放下手機,藍景伊隨手打了一張牌,“七萬。”她覺得陸安應該是胡這張,趕緊讓他胡了好結束牌局,不然最後一局她若贏了他們三個男人一定不會放行。


    不想,陸安居然沒反應,坐在藍景伊下家的孟峻峰便摸起了牌,“三條。”


    “邊三條,胡了。”手一氧,她胡上癮了,啥也沒想的就推倒了牌,推完了才想起來這局是想讓別人胡的,“陸安,我看你胡什麽。”話沒說完,她就推倒了陸安的牌,打眼一看,頓時有些懵,“你這明明是胡四七萬,為什麽我打七萬你不胡?”藍景伊覺得這裏麵有貓膩了。


    “我要自摸,自摸胡的大,贏的多。”


    似乎,這話也有道理,“可你這樣倒是讓我胡了,我不管了,我不玩了,雪悉找我,她有事兒。”


    “不行,嫂子你贏了我們這麽多錢怎麽能說走就走呢,我不同意。”孟峻峰攔著她,不許她走。


    果然,都被她猜中了,“雪悉真找我有事,再說我這有身子的人坐久了真的不好。”她也想玩,但是真不能玩了,打麻將這東西要有節製的。


    “輸了多少了?”洛啟江問陸安。


    “十幾萬吧。”


    “行,那也差不多了,就這樣吧。”洛啟江低頭看了看自己的裝籌碼的小抽屜,同意了。


    “夠了?”


    “嗯,夠了,真累呀。”洛啟江伸了個懶腰站了起來,再伸伸胳膊踢踢腿,仿佛才這打麻將有多折磨他似的。


    藍景伊也不管了,這哥三能放過她已經不錯了,要知道打麻將有個不成文的規定,要散局也是輸家說散才能散,贏家贏了錢就要散局是斷斷不可以的。


    出了這間客房的門就要去另外一間雪悉住的客房,可才要邁步才發現忘記帶手包了,裏麵有一些她習慣帶在身邊的零零碎碎的小東西,比如指甲刀,鑰匙串,小鏡子之類的,她轉身就去推門,可門才推開一點點的縫隙她就頓住了。


    “洛哥,你說越哥會不會賴帳呀?”陸安的聲音。


    “不會的,這個讓他報銷,必須的,哥幾個陪著玩了幾個小時呢,就為了讓她高興,哥幾個容易嗎。”回話的是孟峻峰。


    “應該不會。”這次是洛啟江。


    藍景伊先是懵懵的站在那裏,緊接著立碼就反應了過來,猛的一推門,“你們一直輸,原來是故意的,是不是?是江君越讓你們輸的?目的就是想讓我開心?”

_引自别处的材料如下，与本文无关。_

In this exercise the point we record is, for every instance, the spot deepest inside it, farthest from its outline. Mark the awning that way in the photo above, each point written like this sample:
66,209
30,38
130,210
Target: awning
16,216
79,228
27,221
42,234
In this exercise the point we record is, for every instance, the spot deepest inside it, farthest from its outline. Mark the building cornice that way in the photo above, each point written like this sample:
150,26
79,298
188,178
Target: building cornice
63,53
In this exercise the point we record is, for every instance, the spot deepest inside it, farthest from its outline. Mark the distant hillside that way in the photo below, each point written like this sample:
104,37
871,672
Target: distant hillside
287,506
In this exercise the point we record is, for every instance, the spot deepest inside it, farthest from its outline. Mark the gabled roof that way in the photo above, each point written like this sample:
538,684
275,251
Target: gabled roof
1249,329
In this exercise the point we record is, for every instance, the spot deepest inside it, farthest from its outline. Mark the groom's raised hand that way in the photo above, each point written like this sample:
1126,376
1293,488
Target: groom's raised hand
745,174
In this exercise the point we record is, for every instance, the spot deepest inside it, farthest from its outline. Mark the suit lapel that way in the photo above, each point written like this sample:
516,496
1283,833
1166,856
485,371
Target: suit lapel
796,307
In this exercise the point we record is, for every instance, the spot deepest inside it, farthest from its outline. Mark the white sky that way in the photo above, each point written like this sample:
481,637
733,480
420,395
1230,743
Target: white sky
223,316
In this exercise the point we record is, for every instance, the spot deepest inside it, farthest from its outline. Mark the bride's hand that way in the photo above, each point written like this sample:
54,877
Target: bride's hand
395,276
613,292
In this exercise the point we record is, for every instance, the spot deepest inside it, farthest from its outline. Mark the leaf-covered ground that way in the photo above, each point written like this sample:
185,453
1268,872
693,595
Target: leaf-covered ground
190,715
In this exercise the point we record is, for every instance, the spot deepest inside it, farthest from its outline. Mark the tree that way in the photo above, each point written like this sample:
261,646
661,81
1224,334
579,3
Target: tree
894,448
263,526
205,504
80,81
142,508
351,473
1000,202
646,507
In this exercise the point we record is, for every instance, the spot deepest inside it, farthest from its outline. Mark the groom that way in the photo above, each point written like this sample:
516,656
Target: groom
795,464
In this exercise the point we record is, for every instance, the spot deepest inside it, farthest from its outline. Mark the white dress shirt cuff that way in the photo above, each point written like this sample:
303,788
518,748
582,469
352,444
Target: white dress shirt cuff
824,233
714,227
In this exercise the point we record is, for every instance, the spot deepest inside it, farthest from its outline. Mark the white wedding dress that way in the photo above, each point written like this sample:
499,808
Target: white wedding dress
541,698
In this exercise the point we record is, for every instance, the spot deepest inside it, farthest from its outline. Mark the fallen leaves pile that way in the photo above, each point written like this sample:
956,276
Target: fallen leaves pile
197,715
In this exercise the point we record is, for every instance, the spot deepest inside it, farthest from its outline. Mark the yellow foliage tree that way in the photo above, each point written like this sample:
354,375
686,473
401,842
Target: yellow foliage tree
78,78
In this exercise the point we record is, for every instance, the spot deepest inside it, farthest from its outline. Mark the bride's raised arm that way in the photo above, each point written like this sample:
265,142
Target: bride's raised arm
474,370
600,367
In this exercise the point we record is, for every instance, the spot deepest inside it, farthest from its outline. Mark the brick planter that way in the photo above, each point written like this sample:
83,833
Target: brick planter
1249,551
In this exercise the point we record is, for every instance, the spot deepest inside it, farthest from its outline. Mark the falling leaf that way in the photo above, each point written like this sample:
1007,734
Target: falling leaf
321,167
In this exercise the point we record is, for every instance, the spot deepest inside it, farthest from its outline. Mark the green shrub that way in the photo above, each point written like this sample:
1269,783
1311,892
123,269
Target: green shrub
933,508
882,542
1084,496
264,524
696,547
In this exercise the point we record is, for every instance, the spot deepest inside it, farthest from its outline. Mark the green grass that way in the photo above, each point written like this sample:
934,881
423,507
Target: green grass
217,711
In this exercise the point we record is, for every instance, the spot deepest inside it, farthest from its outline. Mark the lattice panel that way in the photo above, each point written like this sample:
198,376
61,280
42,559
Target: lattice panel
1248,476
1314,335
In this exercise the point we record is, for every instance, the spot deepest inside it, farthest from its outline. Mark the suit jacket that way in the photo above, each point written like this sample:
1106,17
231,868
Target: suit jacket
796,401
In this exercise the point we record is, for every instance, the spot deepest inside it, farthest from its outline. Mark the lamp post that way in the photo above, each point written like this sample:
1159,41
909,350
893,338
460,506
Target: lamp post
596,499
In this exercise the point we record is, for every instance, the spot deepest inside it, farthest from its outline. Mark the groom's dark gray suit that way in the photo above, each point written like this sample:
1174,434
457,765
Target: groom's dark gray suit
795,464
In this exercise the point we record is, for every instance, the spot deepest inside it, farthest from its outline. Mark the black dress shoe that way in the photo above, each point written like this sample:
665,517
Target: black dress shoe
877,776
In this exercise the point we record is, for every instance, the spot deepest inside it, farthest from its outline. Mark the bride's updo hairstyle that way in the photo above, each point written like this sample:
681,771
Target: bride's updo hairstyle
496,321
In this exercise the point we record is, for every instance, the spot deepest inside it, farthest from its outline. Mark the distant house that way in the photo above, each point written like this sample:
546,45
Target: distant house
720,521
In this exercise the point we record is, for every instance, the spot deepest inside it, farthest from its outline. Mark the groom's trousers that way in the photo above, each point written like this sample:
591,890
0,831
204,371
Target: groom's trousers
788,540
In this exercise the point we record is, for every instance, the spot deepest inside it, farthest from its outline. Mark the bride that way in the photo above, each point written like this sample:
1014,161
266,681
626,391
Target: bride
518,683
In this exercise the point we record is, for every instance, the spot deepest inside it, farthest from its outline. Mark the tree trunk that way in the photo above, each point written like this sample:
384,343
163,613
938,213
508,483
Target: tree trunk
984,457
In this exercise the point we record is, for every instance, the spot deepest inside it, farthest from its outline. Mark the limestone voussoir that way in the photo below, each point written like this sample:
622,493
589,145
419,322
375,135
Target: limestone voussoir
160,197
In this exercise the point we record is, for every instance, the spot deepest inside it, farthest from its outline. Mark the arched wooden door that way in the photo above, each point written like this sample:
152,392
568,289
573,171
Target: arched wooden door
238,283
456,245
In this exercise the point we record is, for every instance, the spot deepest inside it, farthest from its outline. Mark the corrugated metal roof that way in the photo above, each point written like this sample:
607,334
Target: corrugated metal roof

    “嫂……嫂子,不是的,陸安開玩笑呢,不是的。”孟峻峰結巴了。


    “他這也是想讓我開心高興,你們也沒什麽不能承認的,就告訴我對不對就行了。”


    “嗬,什麽也瞞不過嫂子,越哥說你這幾天太傷心,為了補償你讓你開心就讓哥幾個陪你玩幾局,就這樣的,他也沒其它的……”


    江君越還能有什麽其它的想法呢?


    他錢都付了,就圖買她一個開心,這個時候,藍景伊真不知是要開心還是要傷心了。


    算了,就開心吧,他總是為了她。


    “我東西落這了,我拿了就走,你們三個隨意。”


    她其實是想說江君越都走了,她也要去陪靳雪悉,他們三個其實真該走了。


    可是那三隻就象是感覺不到的,“嫂子你忙你的,我們自己能照顧自己,我們都把嫂子這裏當成是自己家的。”所以,更不會走了。


    她就暈了,真不懂他們幾個一直留下來要幹嗎?


    算了,隨他們吧,反正他們三個也不會害她,這點,她絕對相信。


    推開靳雪悉的房門,以為她這個時候肯定是躺在床上的,不想,一抹纖瘦的身影靜靜佇立在窗前,仿如雕像般一動不動。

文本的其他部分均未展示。